We provide an overview of almost traditional molecular methods for accessing the soil microbiome in this review paper, including microscopy, nucleic acid extraction and hybridization methods, fingerprinting, PCR, and PCR-based techniques, as well as information on the development of a novel method and its application to environmental samples. Microarrays and metagenomics, for example, are new approaches that aid in the research of microbiomes that are visible and hidden in the world. The information on microbiome communities is derived from omics methods’ data. Furthermore, the roles of microorganisms in a given community may be understood. Metagenomics and metatranscriptomics aid in the in-depth investigation, and this is an interactive method that occurs in this microbial habitat. As a result of the application of molecular tools and methodologies, we have made significant progress in our knowledge of microbial communities in microbiomes. The nature of the sample, the collection, and the habitat are all important aspects of molecular identification. However, given the overall study of these techniques used to study variegated microbial communities of soil and the analytical power suggested by devouring culture microorganisms, it is strongly recommended to use a polyphasic analytical method to analyze soil and other environmental samples in these types of studies. The authors also mentioned the plant microbiome and how many different types of microbiomes exist in nature.

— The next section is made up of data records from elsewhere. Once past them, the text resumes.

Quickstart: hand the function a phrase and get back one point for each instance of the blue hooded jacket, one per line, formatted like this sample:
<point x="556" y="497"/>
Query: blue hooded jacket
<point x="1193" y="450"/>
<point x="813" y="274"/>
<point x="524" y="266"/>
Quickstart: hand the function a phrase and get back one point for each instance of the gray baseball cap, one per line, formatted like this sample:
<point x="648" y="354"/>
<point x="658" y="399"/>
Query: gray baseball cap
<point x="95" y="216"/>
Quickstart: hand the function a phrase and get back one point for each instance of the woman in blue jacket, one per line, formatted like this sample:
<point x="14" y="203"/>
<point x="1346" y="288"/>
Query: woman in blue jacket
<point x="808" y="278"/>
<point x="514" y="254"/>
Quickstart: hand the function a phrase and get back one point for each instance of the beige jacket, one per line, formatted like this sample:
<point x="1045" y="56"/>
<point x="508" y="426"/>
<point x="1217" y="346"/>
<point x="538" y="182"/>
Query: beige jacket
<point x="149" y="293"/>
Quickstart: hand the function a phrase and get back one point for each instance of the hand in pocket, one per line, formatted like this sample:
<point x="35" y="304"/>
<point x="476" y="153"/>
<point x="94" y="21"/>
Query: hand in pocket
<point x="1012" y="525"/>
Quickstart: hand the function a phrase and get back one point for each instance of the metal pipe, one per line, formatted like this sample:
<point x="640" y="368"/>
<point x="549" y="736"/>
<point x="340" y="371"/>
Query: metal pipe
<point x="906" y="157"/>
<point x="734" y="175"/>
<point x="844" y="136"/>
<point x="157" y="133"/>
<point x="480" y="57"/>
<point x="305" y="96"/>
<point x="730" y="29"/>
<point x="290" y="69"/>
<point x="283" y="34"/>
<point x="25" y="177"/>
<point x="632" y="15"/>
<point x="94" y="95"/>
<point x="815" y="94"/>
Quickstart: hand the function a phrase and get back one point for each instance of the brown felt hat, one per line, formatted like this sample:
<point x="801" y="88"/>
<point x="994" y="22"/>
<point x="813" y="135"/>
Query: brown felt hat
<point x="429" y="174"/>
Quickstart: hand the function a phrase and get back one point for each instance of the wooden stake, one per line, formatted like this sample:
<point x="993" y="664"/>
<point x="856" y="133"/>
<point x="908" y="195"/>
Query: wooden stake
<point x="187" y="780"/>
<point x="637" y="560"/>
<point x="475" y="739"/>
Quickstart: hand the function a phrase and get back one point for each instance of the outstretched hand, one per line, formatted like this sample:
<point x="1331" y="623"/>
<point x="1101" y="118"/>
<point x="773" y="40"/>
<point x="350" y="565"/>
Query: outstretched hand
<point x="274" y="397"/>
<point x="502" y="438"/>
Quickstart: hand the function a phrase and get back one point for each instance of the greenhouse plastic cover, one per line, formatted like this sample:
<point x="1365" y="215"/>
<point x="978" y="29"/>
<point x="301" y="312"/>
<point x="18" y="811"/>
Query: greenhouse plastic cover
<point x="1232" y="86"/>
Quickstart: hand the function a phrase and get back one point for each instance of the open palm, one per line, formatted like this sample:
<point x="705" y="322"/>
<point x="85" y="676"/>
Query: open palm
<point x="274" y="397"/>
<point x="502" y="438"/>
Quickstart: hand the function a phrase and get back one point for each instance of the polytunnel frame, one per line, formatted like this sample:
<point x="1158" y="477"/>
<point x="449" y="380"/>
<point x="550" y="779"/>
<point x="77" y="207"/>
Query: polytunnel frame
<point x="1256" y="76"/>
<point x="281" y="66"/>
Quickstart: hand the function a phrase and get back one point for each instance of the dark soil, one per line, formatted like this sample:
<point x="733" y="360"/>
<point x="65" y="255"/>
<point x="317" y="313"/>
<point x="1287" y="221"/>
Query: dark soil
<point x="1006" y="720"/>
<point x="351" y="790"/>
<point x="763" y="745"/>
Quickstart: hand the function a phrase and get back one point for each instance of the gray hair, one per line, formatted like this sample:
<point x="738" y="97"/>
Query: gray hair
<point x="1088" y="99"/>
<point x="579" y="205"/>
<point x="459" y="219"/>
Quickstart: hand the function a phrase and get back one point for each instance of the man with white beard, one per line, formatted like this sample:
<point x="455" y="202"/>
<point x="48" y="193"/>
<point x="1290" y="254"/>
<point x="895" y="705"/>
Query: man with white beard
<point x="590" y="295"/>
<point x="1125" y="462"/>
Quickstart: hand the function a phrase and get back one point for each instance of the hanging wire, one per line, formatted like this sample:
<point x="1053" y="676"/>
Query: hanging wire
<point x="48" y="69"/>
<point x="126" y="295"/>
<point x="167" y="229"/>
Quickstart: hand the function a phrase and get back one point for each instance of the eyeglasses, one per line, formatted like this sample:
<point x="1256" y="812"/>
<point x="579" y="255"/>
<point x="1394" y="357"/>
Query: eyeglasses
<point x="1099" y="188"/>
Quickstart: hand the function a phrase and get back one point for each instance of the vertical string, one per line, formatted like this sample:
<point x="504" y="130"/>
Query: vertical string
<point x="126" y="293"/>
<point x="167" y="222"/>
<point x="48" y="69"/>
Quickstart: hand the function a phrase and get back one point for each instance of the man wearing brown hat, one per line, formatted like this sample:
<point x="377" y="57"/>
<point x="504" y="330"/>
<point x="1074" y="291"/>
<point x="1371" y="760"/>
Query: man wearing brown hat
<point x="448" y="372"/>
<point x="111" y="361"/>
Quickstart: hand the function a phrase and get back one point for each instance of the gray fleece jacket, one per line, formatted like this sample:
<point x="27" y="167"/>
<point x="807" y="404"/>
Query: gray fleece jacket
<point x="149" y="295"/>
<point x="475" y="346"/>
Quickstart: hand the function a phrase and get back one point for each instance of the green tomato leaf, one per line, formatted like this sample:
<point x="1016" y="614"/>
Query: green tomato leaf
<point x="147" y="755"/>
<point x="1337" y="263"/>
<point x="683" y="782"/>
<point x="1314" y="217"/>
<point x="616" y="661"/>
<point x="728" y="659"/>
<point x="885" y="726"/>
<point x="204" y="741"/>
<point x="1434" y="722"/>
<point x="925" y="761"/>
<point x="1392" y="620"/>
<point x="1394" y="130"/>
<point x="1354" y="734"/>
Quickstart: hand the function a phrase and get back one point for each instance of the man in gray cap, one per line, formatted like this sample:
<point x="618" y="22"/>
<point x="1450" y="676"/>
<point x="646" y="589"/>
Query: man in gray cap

In addition, the positive and negative roles of microorganisms are reviewed in this review work. When studying the microbial ecology of natural habitats, ancient culture-based techniques are overpowering, but they are exceedingly unfair when studying microbial samples. Microbial ecology studies employing culture nondependent molecular procedures have ushered in a new era of microbial variety, thanks to recent advancements in the omics era and sequencing technologies.